The Court of Appeal has recently found in favour of the Revenue in the controversial case of Vodafone 2 v HMRC.
In 2006, in the case of Cadbury Schweppes v HMRC (Case C – 196/04), the European Court of Justice (ECJ) decided that the Controlled Foreign Companies (CFC) legislation in the United Kingdom cannot be applied to tax profits of a foreign subsidiary if the CFC is actually established in another EU Member State and carries on genuine economic activity there. The fact that it may have done so for tax reasons is irrelevant. The CFC legislation can be applied only if the CFC is a wholly artificial arrangement intended to escape tax and there is no genuine economic activity.
Vodafone 2 took this argument a stage further last year. The High Court said it was impossible to construe the CFC legislation in a way that enabled it to comply with EC law, even in the absence of an establishment with genuine economic activity. Section 748 Taxes Act 1988 could not be interpreted otherwise, and amending legislation would be necessary for the rules to work.
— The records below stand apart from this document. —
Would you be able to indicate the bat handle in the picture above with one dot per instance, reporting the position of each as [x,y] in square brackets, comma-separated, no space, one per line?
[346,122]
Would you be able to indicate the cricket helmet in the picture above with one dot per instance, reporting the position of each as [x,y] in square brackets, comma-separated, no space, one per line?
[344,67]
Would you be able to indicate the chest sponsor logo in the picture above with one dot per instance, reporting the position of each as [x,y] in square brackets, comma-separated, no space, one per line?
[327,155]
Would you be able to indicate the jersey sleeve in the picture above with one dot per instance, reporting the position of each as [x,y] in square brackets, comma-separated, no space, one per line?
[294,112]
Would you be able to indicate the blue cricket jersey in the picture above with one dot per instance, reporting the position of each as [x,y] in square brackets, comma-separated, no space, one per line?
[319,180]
However, the Court of Appeal has taken a rather less robust view. They said that the issue was whether it was possible to interpret the CFC legislation so that it did not unlawfully restrict the taxpayers’ freedom of establishment. HMRC contended that the legislation was cast widely, but was subject to a number of overlapping exceptions and all that was necessary was to introduce an additional exception in respect of companies in EU states that carried on genuine economic activities there.
The Court of Appeal decided that the jurisdiction of the ECJ did not include the interpretation of the legislation of a Member State. The obligation of the National Court was to consider how far the domestic law might be applied so as to conform with EC law. This could be done through an interpretation that removed the hindrance referred to by the ECJ. The Court of Appeal was entitled and bound to consider the whole of the CFC legislation in ascertaining whether it could be interpreted in a manner conforming with EC law. They decided that it was permissible to extend the exceptions to which the CFC legislation was subject to bring this about. The insertion of another exception in Section 748 along the lines suggested by HMRC would leave the impact of the CFC legislation unaffected on those companies to which it was intended to apply. The interpretation advanced by HMRC reflected and excepted from the operation of the CFC legislation precisely that element which the ECJ had found unacceptable.
So we are back to the decision in Cadbury Schweppes.
I find this all very puzzling. The powers of the Court to make “an emendation” to a statute are legendary, but inserting a whole new exception to the statutory provision? I will look forward with interest to the analysis of the House of Lords, which will surely be the next step in this saga.